Lexical analysis is the first phase of the compiler, also known as a scanner. It is the process of converting a high-level source code into a series of tokens that the compiler can easily recognize.

These tokens are then passed through a series of steps to check if they are in the correct format. These steps include checking its syntax and semantics. As a result, the input to lexical analyzers is a programmer's high-level language source code.

It then splits it into smaller chunks that can be quickly and easily analyzed and worked on.

NOTE: Lexical analyzers do not change code or check for errors.

Fundamental terms

Some terms that are used include:

Tokens
Patterns
Lexeme

Let us take a look at what they are:

Tokens

Tokens are defined as anything that can be recognized in Context-Free Grammars (CFGs). It represents an information unit. They may be between terminals, non-terminals, production rules, and the Start symbol (T, N, P, S).

Terminals (T) are characters that represent the final value
Non-terminals (N) can be replaced with either terminals or non-terminals.
Production rules (P) are combinations of terminals and non-terminals that can be combined in a format that makes sense and represents certain operations.
The Start (S) symbol, on the other hand, is a special non-terminal symbol that shows the start of an application.

Patterns

Patterns can be of specific formats that are used to recognize tokens. Compilers can use them to identify letters, words, and special characters. These can then be classified as terminals or non-terminals, among others.

Patterns can be user-defined or come pre-defined with the program beforehand.

Lexemes

On the other hand, lexemes can be said as a combination of tokens that convey a more understandable meaning when combined.

A token count based on a sample code

This Java code prints a 'Hello World' message when running the code below:

/*Print 'Hello World!'*/
/*Comments and whitespaces are not counted*/
public class HelloWorld
{
  public static void main(String[] args) {
    System.out.println("Hello World!");
  }
}

The number of tokens recognized by a lexical analyzer is 27.

Check out the image below to see how they are counted:

Token count

The lexical analyzers recognize tokens such as:

Keywords
Special characters
Macros and special directives
Strings, integers, floats, identifiers, among others.

This kind of token can then be passed to syntax analyzers, generating parse trees based on the Symbol table to see if they are correct.

Non-tokens include spaces, tabs, and comments, among others.

Lexical analysis tools

Some tools used to create and use lexical analyzers include:

LEX tool
YACC
A C compiler

LEX tool

It is also known as Flex (GNU tool). It creates a C source core.

It can be integrated with any application or can work as a stand-alone application.
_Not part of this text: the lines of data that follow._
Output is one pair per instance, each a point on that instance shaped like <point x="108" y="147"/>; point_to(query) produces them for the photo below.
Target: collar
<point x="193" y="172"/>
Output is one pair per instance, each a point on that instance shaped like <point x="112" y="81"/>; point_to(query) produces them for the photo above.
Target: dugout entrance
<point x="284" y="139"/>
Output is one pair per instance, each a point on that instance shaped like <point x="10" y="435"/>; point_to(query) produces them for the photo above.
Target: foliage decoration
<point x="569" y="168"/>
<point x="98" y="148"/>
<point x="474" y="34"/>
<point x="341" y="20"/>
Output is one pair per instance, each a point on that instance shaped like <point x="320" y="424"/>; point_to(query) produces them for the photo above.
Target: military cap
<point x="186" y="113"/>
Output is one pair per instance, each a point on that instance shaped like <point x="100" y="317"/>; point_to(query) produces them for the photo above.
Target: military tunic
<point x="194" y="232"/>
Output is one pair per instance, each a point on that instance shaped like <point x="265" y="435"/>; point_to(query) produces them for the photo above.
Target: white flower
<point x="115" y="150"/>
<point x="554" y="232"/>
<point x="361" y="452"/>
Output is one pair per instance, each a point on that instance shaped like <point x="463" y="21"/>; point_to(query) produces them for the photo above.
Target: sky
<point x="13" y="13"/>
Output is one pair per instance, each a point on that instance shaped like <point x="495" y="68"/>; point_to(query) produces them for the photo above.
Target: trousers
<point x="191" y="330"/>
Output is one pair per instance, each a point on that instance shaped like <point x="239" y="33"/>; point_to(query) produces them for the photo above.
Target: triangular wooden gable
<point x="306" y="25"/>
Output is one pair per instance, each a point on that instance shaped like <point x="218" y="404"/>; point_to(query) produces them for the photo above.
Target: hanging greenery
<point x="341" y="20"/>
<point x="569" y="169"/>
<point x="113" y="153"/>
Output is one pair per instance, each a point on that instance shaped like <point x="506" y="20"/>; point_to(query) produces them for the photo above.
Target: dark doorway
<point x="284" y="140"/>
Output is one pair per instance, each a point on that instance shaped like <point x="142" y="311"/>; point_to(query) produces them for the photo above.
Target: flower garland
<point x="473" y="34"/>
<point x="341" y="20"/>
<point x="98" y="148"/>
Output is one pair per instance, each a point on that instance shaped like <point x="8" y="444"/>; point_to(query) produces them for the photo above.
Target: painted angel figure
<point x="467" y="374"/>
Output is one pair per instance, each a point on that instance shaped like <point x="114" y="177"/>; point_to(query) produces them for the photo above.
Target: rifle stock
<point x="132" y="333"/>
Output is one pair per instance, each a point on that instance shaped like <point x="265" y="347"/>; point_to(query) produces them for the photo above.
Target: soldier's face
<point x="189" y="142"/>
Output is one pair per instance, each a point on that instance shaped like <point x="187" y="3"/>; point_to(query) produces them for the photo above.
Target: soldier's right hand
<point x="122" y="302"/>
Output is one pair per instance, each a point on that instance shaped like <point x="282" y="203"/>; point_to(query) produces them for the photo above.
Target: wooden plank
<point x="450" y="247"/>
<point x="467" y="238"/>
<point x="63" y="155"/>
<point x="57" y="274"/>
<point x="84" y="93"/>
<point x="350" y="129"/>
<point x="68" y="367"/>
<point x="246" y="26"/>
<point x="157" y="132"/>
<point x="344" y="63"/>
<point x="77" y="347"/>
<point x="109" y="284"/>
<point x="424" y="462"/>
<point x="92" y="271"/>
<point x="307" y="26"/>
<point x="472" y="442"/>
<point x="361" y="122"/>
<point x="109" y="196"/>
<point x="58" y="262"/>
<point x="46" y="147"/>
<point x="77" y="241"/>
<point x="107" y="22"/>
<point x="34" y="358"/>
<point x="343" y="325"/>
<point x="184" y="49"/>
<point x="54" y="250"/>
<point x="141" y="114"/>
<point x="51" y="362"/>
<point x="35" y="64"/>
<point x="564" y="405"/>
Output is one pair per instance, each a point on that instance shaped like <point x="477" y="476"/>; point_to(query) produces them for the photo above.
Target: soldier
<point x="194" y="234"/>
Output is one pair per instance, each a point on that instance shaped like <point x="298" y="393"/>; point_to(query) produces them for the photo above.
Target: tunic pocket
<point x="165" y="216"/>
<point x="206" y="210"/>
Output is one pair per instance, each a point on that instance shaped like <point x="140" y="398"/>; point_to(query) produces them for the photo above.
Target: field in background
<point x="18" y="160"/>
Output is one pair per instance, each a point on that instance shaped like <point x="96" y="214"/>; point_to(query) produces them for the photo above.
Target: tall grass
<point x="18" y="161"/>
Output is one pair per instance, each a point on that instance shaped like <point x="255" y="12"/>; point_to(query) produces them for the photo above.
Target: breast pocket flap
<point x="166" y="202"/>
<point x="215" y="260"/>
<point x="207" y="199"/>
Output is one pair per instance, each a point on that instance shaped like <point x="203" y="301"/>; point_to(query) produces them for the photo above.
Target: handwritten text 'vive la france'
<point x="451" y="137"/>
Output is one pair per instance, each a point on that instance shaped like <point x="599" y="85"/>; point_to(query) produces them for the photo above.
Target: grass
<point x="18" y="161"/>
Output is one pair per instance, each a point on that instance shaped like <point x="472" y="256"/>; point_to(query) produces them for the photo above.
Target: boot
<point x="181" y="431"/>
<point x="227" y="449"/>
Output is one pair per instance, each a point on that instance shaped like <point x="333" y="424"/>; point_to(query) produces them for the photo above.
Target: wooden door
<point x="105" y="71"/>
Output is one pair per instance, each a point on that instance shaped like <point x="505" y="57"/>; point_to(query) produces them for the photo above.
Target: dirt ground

It first sets some configurations that define the tokens expected from an input and what actions to take before parsing (sending them to a syntactical analyzer).

YACC (Yet Another Compiler Compiler)

A UNIX standard utility compiles LALR (1) grammar using the Look Ahead Left-to-Right parsing style. It is an open-source compiler that generates code for the parser in the C language.

C compiler

This is a typical C language compiler. GNU CC will work out perfectly.

Set up the tools

This section will feature the installation of the lexical analysis tools discussed above.

Linux Installation

To do this on Ubuntu, run the following commands:

Get current software updates for installed apps

sudo apt-get update

Install Flex GNU tools

sudo apt-get install flex

Install Bison as follows:

sudo apt-get install bison

Bison is a general-purpose YACC-compatible parser generator that converts a grammar description for an LALR(1) context-free grammar into a C program to parse that grammar. One may use it to develop a range of language parsers. Bison has upward compatibility with Yacc.

Install Yacc

sudo apt-get install byacc

One can also install the Bison package to generate a parser in C or C++ from a BNF notation. One can do it by running the command below:

sudo apt-get install bison++

Windows Installation

To install Flex and Bison for Yacc, do the following:

Head over to this site. All GNU utilities such as Bison and Flex can be found there.
Download Bison Setup found on the same site or by clicking here.
Install it by running it.
Download Flex setup by clicking here. Install it after the downloading process is complete.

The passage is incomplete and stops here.